After a year of hammering the separatists in Jammu and Kashmir – killing more than 160 militants in targeted operations in 2017 alone and arresting at least 10 overground separatist leaders for their role in suspicious financial transactions – the Indian government is seeking to apply a balm. These are fairly standard tactics, but will they work?
The answer depends on many factors, primarily the character of the movement.
As of now, it is not clear what exactly Dineshwar Sharma’s role is in Jammu and Kashmir. Union minister Jitendra Singh pointedly said Sharma was not an interlocutor but merely “a special representative” of the government. Indeed, the October 24 notification appointing him described Sharma as a “representative of the government of India” whose task was to “carry forward the dialogue” with elected representatives, various organisations and individuals. The day before, Home Minister Rajnath Singh spoke of Sharma as a “special representative” who would “have full freedom to engage in talks with anyone he likes”.
At one level, it doesn’t really matter. “Interlocutor” was a word of convenience that fitted in the diverse collection of individuals and groups who have sought to work outside formal government structures to suggest solutions for the Kashmir problem. The way the government works, it does not really have to listen to anything such interlocutors tell it. Their role is strictly recommendatory and facilitative.
For the record, there has been no dearth of interlocutors who were interested in promoting a political solution to the issues roiling Kashmir and who had access to the highest levels of government. Some were self-appointed well meaning folk, others informally asked to do the needful, yet others who were formally appointed and laid out their recommendations in formal reports. The Jammu and Kashmir legislature, too, added its bit by examining the issue of autonomy and sending its recommendations to Delhi in 2000, only to have them rejected peremptorily.

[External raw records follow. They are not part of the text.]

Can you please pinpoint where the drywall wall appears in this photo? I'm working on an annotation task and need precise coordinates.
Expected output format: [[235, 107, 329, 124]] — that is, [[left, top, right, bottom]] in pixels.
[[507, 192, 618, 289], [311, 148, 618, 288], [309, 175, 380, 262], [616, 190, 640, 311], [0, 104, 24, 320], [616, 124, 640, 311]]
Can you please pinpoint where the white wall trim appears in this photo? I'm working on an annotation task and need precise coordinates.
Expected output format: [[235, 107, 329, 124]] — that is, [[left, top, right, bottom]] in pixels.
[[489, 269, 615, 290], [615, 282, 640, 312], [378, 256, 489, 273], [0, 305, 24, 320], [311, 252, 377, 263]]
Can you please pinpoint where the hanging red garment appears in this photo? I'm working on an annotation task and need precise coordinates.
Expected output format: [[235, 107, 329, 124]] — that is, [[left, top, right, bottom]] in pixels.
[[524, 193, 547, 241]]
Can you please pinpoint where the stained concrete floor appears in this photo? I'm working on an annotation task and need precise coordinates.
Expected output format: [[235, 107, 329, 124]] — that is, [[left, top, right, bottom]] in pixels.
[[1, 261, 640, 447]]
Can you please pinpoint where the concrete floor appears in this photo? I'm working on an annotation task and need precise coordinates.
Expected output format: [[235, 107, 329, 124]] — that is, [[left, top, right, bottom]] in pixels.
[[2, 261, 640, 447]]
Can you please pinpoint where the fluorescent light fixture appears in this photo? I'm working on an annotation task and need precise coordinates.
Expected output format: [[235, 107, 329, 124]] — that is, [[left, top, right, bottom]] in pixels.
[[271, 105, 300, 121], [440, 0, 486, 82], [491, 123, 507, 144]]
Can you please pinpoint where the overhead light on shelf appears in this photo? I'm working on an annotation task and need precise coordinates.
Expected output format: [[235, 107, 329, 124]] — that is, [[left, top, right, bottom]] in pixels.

All had one thing in common – they were not the Government of India. At the end of the day, only the central government has the authority to take decisions on such matters. Yet, despite years and decades of reports, recommendations, cogitation, the government has not spelt out what it is willing to offer. True, there have been statements by prime ministers that the “sky is the limit” when it comes to autonomy, or that the issue needs to resolved within the ambit of insaniyat, or humanity. Most recently, Prime Minister Narendra Modi declared that Kashmir’s problems could not be resolved by bullets but “only by embracing its people”. But these are rhetorical statements that give no clues as to the Union Government’s bottom line.
Emphasise reconciliation
So what can we expect now? A great deal depends on what Modi wants. If the government has appointed Sharma to arrange the surrender of the separatist movement, nothing will happen. The Kashmiri insurgency is now nearly three decades old, having taken the lives of some 45,000 people, roughly half of them militants, 14,000 civilians and some 6,000 security personnel. The way the government sees it probably is that its policy of relentless police action and attrition has brought the militancy to its knees, and this is the best moment to step in with an offer of political dialogue. It is possible that the movement can be brought to a point of exhaustion by relentless police action. But it is like a fire where even embers can give life to a dying blaze if there is sufficient combustible material around.
So, parse that another way and one could argue that having been willing to shed so much blood, Kashmiris will not accept a settlement that offers them nothing more than status quo ante as of January 1, 1990.
In the government’s reckoning, it is really unemployed youth and the internet that is causing the problem and so if jobs can be assured and the internet kept in check, things will work out. Things are not that simple. Historically, Kashmiris buttressed by geography, have had a sense of their uniqueness. The circumstances of their accession and the commitment of a plebiscite made by India and endorsed by the United Nations remain. No country in the world recognises Jammu and Kashmir to be a part of India; all see it as disputed territory, including our big friend the United States.
Not many in India realise that the counter-insurgency in Jammu and Kashmir has been brutal. Extra-judicial killings, torture and intimidation have been its constant features. And this for the last 30 years. So, on one hand, you have a hardened population and, on the other, an embittered one. Therefore, the political effort that you initiate must be thought through. Empty gestures are not going to mean much. Neither will they achieve the end you have in mind – the normalisation of the situation.
What needs to be adopted is a perspective that emphasises reconciliation. That’s a carefully chosen word. A brutal struggle has gone on in Kashmir for the past 30 years. To wish it away or to pretend it did not happen is to live in an imaginary world. The more honourable and pragmatic path is to accept that things happened and are happening, and that there is a need to overcome them through the process of dialogue, negotiation and compromise. The alternative is repeated cycles of violence and alienation, with fits of political intervention that will not really get you anywhere.
Manoj Joshi is Distinguished Fellow, Observer Research Foundation, New Delhi.